There is a rule that sits quietly underneath the EU AI Act, one that most AI governance conversations skip straight past. It is not the headline obligation about audit logs or human oversight. It is more foundational than that. It governs where your data lives, how it moves, and whether the AI tools your business uses every day are operating inside the law or silently outside it. The rule is EU data sovereignty.
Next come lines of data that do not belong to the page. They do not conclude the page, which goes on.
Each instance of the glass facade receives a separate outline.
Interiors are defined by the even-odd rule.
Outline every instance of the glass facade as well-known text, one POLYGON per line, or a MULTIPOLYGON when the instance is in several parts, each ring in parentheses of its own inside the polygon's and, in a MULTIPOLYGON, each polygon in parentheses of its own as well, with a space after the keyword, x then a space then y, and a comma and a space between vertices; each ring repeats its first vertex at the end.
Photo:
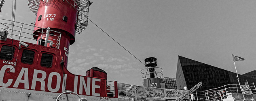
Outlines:
MULTIPOLYGON (((254 73, 256 75, 256 72, 254 73)), ((250 77, 239 74, 238 76, 241 85, 245 85, 246 80, 250 83, 256 83, 256 79, 250 77)), ((236 73, 178 56, 176 75, 178 89, 183 89, 186 86, 189 89, 200 81, 203 85, 198 89, 200 91, 228 84, 238 84, 236 77, 236 73)))
POLYGON ((166 89, 177 89, 175 78, 164 77, 162 79, 162 82, 165 83, 166 89))

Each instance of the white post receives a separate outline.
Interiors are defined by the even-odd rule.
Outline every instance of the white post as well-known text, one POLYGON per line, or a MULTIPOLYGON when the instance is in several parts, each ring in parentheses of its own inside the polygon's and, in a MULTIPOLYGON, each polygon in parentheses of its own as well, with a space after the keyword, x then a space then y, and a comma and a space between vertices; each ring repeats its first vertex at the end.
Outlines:
POLYGON ((245 100, 245 98, 244 97, 244 96, 243 95, 243 91, 242 91, 242 88, 241 88, 240 86, 240 82, 239 81, 239 78, 238 78, 238 74, 237 74, 237 67, 235 66, 235 61, 234 61, 234 65, 235 65, 235 72, 237 73, 237 81, 238 81, 238 84, 239 84, 239 87, 240 87, 240 89, 241 89, 241 91, 242 91, 242 94, 243 94, 243 100, 245 100))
And for Irish SMEs using commercial AI tools (Microsoft Copilot, ChatGPT, Google Gemini, recruitment platforms, loan decisioning software), it is now one of the most practical compliance questions you face.
This article explains what EU data residency means for AI tools in practice, why vendor GDPR claims are not sufficient assurance, and what three criteria any compliant AI tool must meet.
What EU data residency actually means (and what it does not)
The EU does not legally require you to store data within EU borders. What it prohibits is transferring personal data outside the European Economic Area without a valid legal mechanism in place. The distinction is clear: GDPR is a transfer law, not a localisation law.[5]
That said, the practical reality for AI systems is more complex. When your staff use an AI tool that processes prompts, queries, or document content containing personal or sensitive data, that processing is a data transfer if it occurs on servers outside the EEA, even temporarily. This becomes acute with generative AI. A prompt containing a client's name, a patient's details, or an employee's performance history can trigger GDPR's cross-border transfer obligations in real time, without anyone in your business being aware.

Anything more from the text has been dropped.